In so posing the question, however, appellant begs it. A charge of rape necessarily alleges sexual intercourse accomplished by force and without consent. Art. 120, Uniform Code of Military Justice, 10 USC § 920; para. 45b(1), Part IV, Manual, supra. I agree with the majority that an allegation of rape fairly puts an accused on notice that, even if he believes that the facts do not rise to the level of supporting the charge in some respect — e.g., intercourse was not consummated — they might still constitute an indecent act, at least a noneonsensual one. Cf.

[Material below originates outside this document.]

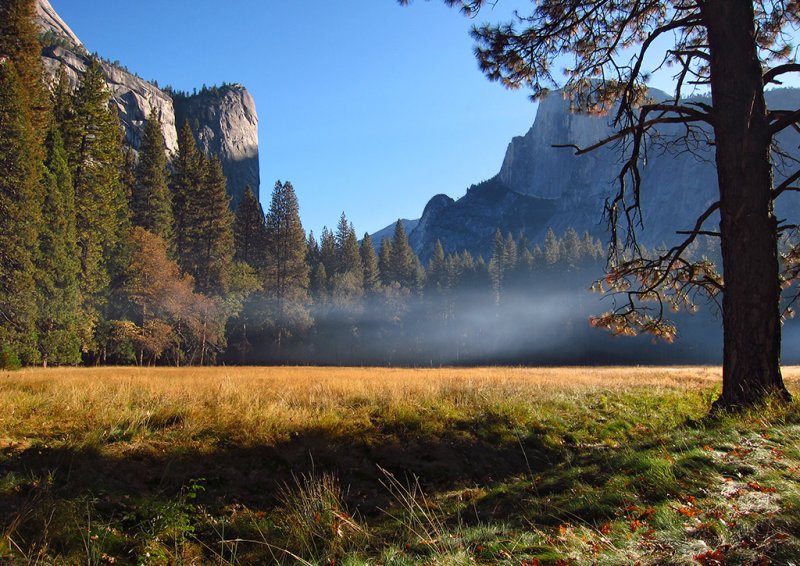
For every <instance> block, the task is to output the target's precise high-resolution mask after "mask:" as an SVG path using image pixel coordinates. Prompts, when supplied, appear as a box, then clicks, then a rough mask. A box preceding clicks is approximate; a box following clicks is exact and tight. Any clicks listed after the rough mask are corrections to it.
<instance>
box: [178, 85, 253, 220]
mask: <svg viewBox="0 0 800 566" xmlns="http://www.w3.org/2000/svg"><path fill="white" fill-rule="evenodd" d="M174 102H175V112H176V117H177V122H178V127H181V126H182V125H183V122H184V120H187V121H188V122H189V126H190V127H191V128H192V132H193V133H194V137H195V138H196V139H197V142H198V145H199V147H200V149H201V150H202V151H204V152H205V153H206V155H218V156H219V158H220V159H221V160H222V169H223V171H225V176H226V177H227V179H228V194H229V195H231V199H232V203H231V207H232V208H236V206H237V205H238V204H239V202H240V201H241V199H242V197H243V196H244V192H245V187H247V186H250V187H251V188H252V189H253V191H254V193H255V194H256V197H258V191H257V188H258V186H259V183H260V179H259V170H258V114H257V113H256V105H255V102H254V101H253V97H252V96H251V95H250V93H249V92H247V89H245V88H244V87H243V86H242V85H238V84H237V85H225V86H222V87H219V88H212V89H208V90H204V91H201V92H200V93H198V94H196V95H194V96H188V97H181V96H176V97H175V99H174Z"/></svg>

United States v. Hickson, 22 MJ 146, 154 n. 11 (CMA 1986)(Everett, C.J.) (“Because force is missing but another aggravating factor is present, such [consensual sex] offenses [as carnal knowledge, adultery, bigamous cohabitation, or ‘open and notorious’ fornication] are not lesser-ineluded in rape....”).
Part of the circumstances involving the purported force and lack of consent here was appellant’s handcuffing his sex partner — at least part of the time apparently against her will — and videotaping their sexual activity— again, evidently against her will. While appellant apparently persuaded the military judge that the act of intercourse itself was consensual, the circumstances just described that were part and parcel of the alleged rape here were not consensual.

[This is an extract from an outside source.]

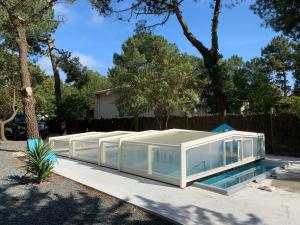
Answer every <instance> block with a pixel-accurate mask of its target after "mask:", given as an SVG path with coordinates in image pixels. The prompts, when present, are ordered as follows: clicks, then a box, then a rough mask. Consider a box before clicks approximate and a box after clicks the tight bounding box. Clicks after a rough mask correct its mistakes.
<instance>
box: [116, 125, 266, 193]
mask: <svg viewBox="0 0 300 225" xmlns="http://www.w3.org/2000/svg"><path fill="white" fill-rule="evenodd" d="M177 131H186V132H197V131H195V130H183V129H170V130H165V131H161V133H162V134H166V133H172V132H177ZM156 134H157V133H150V134H145V136H147V137H151V136H154V135H156ZM139 137H140V136H134V135H133V136H132V137H128V138H124V140H123V144H129V145H130V144H134V145H143V146H145V145H146V146H147V151H148V153H147V154H148V157H147V160H148V162H147V163H148V170H147V173H145V172H142V171H140V170H136V169H133V168H131V169H128V168H124V166H123V164H122V160H121V158H122V157H123V154H124V149H123V145H121V151H120V152H121V154H120V160H119V162H120V165H119V170H120V171H124V172H127V173H131V174H135V175H138V176H143V177H147V178H150V179H154V180H159V181H162V182H166V183H170V184H174V185H177V186H180V187H181V188H185V187H186V185H187V183H189V182H191V181H194V180H198V179H200V178H203V177H206V176H209V175H212V174H216V173H219V172H222V171H225V170H228V169H231V168H234V167H237V166H240V165H243V164H246V163H249V162H253V161H255V160H257V159H260V158H264V154H265V147H264V134H262V133H253V132H244V131H229V132H225V133H216V134H214V135H211V136H208V137H203V138H199V139H195V140H192V141H187V142H183V143H181V144H175V145H171V144H162V143H151V142H142V141H138V140H137V141H134V139H135V138H139ZM258 137H259V138H262V139H263V146H262V154H261V155H257V156H253V149H254V146H253V142H252V146H251V148H252V156H251V157H247V158H246V159H243V158H241V161H239V160H240V152H243V150H242V148H243V147H242V146H243V145H241V149H239V148H238V155H237V158H238V161H237V162H234V163H231V164H229V165H226V163H225V161H224V165H223V166H220V167H217V168H215V169H210V170H208V171H203V172H199V173H197V174H194V175H191V176H187V161H186V160H187V150H188V149H191V148H195V147H199V146H201V145H205V144H210V143H213V142H216V141H223V140H224V142H223V151H224V158H226V154H225V142H226V141H229V140H230V139H233V138H234V139H235V140H236V139H237V138H238V139H240V140H247V139H248V138H258ZM152 146H161V147H178V148H179V151H180V152H179V154H180V162H179V163H180V172H179V180H177V179H176V178H174V177H168V176H160V175H158V174H153V173H152V168H151V166H152V159H151V150H150V149H151V148H152ZM241 154H242V153H241ZM224 160H225V159H224Z"/></svg>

In context, then, the charge of rape adequately put appellant on notice to defend against other pertinent noneonsensual sex-related offenses, such as forcible indecent acts — that is, sexual acts on another person *139that are made “indecent” by their accomplishment without the consent of the victim, cf. United States v. McDaniel, 39 MJ 173 (CMA 1994) — and form an adequate basis for finding an indecent act as lesser-included of rape. cf. id.; United States v. Daye, 37 MJ 714 (AFCMR 1993).